Malgré des rayures, dont une profonde, les enjoliveurs qui ont frotté, les pare-chocs fanés et quelques méchants coups de poings donnés par un Basque qui n'a peut-être pas apprécié le "F" à l'arrière (et pourtant j'adore son pays !) elle est encore en bon état. Il est vrai qu'elle a couché l'essentiel de sa vie dans un garage.
Ce qui marque le plus avec le recul, c'est la petitesse de la voiture. Elle paraît vraiment lilliputienne avec ses roulettes de 13 pouces et ses pneus-galette ! Et encore, j'ai fait changer les misérables 145mm d'origine pour des 165mm, surmonte d'ailleurs effectuée par Peugeot sur les GR plus récentes ! A côté, une 208 paraît charpentée comme une athlète, mais la 205 conserve de belles proportions, une gueule dynamique qui a fait date et un joli petit derrière pudiquement caché par la fameuse "planche à laver". Par ailleurs, je considère le bleu Topaze comme une des plus belles teintes du nuancier 205 (très beau aussi sur une GTI ou une CTI).

La deuxième chose rafraîchissante sur cette voiture, c'est la sensation de légèreté. Avec à peine 750 kg, quatre roues aux quatre coins et une direction qui ne pèse rien, c'est un vrai jouet de sorte que les 55 poneys-vapeur paraissent assez vifs en ville et même sur route. Je n'ai pas l'impression de conduire un veau. Dire que l'AX pesait 100 kg de moins ! Je n'ose même pas imaginer le plaisir que procure une Rallye dont le bouilleur dérive de mon petit TU1 ! Tel quel, le comportement routier paraît encore très actuel même si le roulis important et le train avant non triangulé découragent la conduite sportive. La commande de boîte, dure et accrocheuse à froid sur le premier rapport et la marche arrière, est toujours aussi pénible.

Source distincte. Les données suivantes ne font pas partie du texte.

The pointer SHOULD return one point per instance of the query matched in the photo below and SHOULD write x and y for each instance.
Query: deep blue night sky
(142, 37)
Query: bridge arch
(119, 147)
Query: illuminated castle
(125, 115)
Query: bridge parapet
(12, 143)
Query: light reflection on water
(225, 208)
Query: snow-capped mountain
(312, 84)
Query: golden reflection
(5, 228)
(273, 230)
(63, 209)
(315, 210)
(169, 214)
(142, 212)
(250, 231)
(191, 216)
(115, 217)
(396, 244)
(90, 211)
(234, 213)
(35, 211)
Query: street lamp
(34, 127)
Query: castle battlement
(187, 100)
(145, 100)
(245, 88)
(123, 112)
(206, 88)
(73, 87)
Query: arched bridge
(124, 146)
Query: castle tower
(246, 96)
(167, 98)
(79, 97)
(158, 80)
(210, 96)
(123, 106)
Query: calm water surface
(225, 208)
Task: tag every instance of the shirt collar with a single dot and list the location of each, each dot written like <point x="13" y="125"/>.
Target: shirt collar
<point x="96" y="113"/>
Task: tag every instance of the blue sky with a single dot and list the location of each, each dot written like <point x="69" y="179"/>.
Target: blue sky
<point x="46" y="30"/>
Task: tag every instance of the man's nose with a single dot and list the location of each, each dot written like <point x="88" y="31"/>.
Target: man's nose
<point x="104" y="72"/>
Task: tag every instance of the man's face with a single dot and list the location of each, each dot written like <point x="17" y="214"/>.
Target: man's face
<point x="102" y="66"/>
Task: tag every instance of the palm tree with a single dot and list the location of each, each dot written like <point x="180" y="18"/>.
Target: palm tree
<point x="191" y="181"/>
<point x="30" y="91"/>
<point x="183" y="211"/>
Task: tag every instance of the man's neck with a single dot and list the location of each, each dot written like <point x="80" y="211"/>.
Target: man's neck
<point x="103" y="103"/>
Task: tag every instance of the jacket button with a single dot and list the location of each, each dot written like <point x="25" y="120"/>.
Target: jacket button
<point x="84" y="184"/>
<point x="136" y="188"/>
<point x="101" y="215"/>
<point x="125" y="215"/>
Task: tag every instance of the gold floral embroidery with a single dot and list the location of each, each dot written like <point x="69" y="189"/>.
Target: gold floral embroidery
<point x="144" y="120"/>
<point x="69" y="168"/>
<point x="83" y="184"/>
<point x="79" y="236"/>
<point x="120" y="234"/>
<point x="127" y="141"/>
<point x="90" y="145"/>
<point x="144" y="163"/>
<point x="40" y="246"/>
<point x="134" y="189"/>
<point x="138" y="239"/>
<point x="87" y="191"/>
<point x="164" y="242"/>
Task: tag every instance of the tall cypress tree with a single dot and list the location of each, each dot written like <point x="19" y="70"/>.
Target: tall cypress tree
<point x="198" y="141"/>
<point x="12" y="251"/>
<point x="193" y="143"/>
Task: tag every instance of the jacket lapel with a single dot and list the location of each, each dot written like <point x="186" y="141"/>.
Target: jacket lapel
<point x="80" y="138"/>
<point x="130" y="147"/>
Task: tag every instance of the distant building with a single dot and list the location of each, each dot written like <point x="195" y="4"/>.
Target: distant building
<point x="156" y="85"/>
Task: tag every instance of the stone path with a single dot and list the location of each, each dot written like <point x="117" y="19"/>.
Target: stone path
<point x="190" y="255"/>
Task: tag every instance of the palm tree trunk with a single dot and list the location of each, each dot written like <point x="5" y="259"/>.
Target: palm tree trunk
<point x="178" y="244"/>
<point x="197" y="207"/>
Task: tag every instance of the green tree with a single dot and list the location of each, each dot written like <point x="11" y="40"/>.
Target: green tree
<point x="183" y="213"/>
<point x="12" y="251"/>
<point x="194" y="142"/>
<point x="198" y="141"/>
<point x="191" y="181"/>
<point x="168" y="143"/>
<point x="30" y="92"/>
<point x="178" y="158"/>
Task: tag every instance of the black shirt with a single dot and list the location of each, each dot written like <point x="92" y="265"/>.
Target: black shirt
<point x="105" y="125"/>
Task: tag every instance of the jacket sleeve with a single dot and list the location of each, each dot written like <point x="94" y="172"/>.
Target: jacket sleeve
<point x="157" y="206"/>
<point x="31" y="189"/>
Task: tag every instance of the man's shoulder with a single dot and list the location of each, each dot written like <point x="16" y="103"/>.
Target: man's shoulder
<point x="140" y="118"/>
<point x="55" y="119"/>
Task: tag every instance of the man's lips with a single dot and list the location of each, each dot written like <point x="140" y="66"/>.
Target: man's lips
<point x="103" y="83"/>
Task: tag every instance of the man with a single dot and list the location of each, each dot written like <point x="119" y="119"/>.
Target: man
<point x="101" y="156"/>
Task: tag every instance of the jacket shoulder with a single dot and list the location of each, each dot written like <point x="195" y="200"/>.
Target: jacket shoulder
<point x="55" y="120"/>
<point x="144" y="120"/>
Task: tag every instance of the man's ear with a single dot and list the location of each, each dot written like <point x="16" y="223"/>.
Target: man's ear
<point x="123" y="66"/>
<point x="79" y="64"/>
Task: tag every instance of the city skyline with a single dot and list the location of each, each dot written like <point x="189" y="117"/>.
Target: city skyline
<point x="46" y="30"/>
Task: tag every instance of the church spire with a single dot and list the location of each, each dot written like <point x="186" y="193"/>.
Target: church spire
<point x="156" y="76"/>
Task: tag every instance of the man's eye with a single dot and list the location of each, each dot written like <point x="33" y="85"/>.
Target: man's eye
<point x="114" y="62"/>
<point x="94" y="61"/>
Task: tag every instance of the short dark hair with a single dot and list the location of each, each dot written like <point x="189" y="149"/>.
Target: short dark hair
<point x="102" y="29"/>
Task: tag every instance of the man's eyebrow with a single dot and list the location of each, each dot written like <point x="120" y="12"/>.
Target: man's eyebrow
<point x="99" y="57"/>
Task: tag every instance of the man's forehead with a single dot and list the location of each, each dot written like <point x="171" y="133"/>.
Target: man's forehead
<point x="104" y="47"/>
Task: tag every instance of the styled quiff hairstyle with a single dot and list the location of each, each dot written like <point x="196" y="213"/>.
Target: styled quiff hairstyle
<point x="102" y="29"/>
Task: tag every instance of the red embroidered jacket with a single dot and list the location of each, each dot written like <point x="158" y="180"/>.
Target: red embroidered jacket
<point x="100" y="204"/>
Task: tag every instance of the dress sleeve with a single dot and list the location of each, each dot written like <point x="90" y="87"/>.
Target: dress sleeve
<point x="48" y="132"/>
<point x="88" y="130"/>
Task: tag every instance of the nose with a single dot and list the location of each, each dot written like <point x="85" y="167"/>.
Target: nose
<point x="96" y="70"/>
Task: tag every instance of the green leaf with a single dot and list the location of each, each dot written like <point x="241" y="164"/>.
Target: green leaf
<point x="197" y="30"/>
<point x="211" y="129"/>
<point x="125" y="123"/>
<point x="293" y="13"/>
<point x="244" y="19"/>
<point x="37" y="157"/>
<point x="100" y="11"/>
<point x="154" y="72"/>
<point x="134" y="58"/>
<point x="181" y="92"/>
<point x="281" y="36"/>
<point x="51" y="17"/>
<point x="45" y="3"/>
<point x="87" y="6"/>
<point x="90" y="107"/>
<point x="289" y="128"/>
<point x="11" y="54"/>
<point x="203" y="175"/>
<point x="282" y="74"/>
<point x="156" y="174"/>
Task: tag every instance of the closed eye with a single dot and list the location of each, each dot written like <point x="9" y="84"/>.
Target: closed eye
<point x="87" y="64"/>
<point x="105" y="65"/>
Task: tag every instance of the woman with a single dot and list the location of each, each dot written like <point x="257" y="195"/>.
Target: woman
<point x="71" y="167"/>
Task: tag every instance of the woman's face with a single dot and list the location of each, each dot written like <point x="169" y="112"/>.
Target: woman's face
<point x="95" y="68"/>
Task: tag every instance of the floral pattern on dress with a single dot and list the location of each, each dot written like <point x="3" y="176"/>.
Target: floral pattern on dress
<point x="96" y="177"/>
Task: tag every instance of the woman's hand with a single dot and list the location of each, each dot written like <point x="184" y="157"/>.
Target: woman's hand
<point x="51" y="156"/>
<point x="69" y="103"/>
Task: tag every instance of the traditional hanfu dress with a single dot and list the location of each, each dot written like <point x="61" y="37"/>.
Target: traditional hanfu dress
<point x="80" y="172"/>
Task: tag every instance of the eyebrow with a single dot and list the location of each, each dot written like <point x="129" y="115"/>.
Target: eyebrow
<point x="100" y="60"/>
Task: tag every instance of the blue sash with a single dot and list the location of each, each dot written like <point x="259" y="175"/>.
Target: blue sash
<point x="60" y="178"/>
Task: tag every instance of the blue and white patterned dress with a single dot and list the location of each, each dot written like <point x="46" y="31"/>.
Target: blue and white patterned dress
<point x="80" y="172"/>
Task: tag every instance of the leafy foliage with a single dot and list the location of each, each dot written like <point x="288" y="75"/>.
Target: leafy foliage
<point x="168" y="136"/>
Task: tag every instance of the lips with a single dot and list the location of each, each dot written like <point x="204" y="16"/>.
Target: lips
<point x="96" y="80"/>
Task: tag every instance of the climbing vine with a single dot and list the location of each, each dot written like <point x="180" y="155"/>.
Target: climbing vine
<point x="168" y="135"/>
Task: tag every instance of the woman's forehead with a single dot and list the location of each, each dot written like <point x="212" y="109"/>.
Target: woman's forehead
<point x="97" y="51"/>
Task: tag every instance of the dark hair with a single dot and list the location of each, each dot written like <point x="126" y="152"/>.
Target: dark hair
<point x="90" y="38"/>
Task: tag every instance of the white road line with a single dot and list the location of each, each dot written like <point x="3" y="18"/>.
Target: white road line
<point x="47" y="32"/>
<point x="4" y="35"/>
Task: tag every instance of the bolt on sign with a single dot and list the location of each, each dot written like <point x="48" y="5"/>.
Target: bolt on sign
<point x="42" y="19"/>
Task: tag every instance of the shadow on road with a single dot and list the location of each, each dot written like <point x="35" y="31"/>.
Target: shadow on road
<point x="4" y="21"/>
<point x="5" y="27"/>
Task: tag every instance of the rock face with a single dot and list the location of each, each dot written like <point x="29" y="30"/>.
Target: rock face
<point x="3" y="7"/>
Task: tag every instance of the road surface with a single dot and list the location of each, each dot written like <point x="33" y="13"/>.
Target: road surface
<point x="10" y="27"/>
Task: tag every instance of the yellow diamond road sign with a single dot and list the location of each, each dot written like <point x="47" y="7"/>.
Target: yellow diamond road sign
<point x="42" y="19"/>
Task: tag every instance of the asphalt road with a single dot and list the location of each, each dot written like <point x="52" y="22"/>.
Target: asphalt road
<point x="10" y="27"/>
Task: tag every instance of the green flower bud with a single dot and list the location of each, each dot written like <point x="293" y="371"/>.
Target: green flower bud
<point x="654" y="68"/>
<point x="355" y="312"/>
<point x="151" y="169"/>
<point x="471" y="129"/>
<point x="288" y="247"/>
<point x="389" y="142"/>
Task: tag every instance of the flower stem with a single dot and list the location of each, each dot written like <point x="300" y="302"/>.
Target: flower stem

Au volant, j'ai les genoux qui touchent la contre-porte et la console mais la visibilité périphérique est celle d'un aquarium. Il y a bien longtemps que l'on ne trouve plus de montants de toit aussi minces sur les voitures neuves ! Paul Bracq, que j'ai eu la chance de rencontrer, m'avait raconté qu'ils avaient cherché à dégager au maximum la vue du conducteur, d'où la ceinture de caisse basse, le capot plongeant et le tableau de bord à deux niveaux de lecture, avec les voyants essentiels au premier étage.
L'habitacle de la série 2 a je trouve beaucoup mieux vieilli que celui de la série 1. En plus, le mien est bleu, ce qui ne court pas les rues. Le volant avait une jante très épaisse pour l'époque. Paul Bracq m'avait confié qu'un affichage digital avait été envisagé, ce qui était dans le ton de l'époque. Bien évidemment, le pommeau de levier de vitesse a été changé (merci l'Aventure Peugeot). Quant aux vitres électriques, une option rare sur GR, elles fonctionnent encore sans hésitation, contrairement au verrouillage centralisé. Je ne sais pas quelle pièce il faut changer.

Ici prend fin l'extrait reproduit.